FRANCISCO JAVIER NIEVES AGUILAR.
Cuando la brisa salada se cuela entre los recuerdos, la nostalgia se convierte en un oleaje suave que nos transporta a tiempos dorados.
Ahora que la Semana Santa y la Pascua se asoman en el calendario, vienen a mi memoria aquellos inolvidables viajes desde Ahuacatlán hasta las playas nayaritas, una travesía que marcó la juventud de muchos y dejó imborrables huellas en el alma.
Corrían los años 60 y 70, cuando la playa de moda para los habitantes de nuestro municipio era «Playa Los Cocos».

Para muchos de nosotros, fue el primer contacto con el mar, un universo azul que se desplegaba ante nuestros ojos con una inmensidad casi irreal.
La emoción de ver el océano por primera vez, de sentir la arena caliente bajo los pies descalzos y de dejar que las olas nos envolvieran, era simplemente indescriptible.
Para quienes nacimos y crecimos en la pobreza, aquello era como tocar un sueño con las manos.
El viaje en sí mismo era toda una aventura. Se contrataban camionetas y camiones de caja amplia para transportar a las familias y grupos de amigos.
Los más afortunados, o los «fifís», como decíamos en tono jocoso, se iban en las «ollas», esos autobuses que ofrecen servicio en la zona sur.
Cada trayecto era un desfile de risas, cantos y la impaciencia de llegar cuanto antes a nuestro destino. Pero a pesar de que el trayecto duraba casi tres horas y media, la emoción hacía que el tiempo volara.
Al llegar a Los Cocos, la fiesta comenzaba. Cada ramada albergaba un «conjunto musical», como les llamábamos entonces, y el ambiente que generaban esas agrupaciones era electrizante.
Sonaban las guitarras y los acordes de canciones que aún hoy resuenan en el eco de la memoria. Bailar descalzos sobre la arena, reír con los amigos, saborear el pescado zarandeado o los mariscos frescos… todo era parte de un ritual que repetíamos con ansias cada año.
Un arroyo desembocaba en la playa, pero para quitarse la arena y la sal del cuerpo, era necesario pagar un baño extra en las regaderas improvisadas, con cortinas rasgadas que apenas brindaban privacidad. Pequeños detalles que hoy se recuerdan con ternura, pues formaban parte de esa experiencia única.
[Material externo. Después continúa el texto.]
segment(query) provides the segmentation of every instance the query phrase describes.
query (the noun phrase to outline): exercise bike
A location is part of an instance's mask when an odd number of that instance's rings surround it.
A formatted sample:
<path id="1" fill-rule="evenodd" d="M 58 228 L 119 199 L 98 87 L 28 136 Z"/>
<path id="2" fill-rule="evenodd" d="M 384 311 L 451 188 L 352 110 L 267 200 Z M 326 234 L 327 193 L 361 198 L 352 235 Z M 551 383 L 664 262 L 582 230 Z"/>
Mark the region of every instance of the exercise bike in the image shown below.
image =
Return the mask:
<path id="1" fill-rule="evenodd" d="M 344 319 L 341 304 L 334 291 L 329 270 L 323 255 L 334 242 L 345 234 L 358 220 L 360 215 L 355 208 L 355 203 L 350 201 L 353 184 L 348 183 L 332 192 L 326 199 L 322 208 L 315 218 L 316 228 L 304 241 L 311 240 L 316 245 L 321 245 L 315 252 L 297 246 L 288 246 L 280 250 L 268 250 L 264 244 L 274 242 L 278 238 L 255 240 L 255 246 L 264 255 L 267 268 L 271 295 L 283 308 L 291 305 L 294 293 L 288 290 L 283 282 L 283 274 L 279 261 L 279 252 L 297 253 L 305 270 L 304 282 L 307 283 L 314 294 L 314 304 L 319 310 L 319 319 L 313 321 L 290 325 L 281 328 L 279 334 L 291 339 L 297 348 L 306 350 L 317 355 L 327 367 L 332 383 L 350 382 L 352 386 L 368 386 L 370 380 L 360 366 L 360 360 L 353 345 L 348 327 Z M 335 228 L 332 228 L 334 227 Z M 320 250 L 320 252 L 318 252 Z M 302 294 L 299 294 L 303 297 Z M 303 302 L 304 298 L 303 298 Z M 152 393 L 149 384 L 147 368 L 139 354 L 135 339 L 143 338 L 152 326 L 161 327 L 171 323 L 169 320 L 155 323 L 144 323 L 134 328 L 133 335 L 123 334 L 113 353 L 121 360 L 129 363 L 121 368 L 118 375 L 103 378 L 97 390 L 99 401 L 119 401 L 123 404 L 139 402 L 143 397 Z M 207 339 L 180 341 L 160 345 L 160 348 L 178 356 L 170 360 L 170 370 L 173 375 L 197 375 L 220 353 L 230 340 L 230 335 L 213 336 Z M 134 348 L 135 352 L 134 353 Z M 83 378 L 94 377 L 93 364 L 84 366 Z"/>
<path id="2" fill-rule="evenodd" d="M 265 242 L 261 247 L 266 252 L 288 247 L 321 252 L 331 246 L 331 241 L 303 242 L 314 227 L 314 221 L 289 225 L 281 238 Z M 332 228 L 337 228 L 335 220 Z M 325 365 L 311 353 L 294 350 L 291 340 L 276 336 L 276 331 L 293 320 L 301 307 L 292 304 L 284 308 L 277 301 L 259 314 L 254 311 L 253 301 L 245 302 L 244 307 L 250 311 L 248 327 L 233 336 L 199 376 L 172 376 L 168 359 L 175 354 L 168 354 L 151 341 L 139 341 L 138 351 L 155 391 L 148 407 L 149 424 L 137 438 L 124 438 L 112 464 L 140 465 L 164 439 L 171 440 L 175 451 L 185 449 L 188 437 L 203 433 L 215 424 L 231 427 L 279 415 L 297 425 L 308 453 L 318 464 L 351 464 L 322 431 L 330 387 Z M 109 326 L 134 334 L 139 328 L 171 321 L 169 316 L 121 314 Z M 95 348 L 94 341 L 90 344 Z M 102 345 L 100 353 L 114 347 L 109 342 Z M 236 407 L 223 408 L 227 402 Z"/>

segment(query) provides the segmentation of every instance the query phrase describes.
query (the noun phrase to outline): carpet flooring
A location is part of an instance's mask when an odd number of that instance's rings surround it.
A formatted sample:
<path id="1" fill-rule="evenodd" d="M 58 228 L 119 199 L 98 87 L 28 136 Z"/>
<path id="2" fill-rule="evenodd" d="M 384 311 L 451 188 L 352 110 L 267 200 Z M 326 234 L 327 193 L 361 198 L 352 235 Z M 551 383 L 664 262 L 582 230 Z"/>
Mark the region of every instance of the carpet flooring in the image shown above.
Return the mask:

El regreso a Ahuacatlán, ya con el cuerpo exhausto y la piel quemada por el sol, se hacía en un silencio sereno. Algunos dormían durante el trayecto, otros miraban las estrellas por la ventanilla, dejando que la brisa nocturna acariciara sus rostros.
Eran tiempos hermosos, tiempos que la modernidad no ha podido borrar del todo, porque viven en quienes los atesoramos en la memoria y en el corazón.
Hoy, al pensar en esos viajes, el alma se llena de añoranza. La vida cambia, los lugares se transforman, pero los recuerdos siguen intactos, como si las olas del pasado los trajeran de vuelta con cada brisa marina.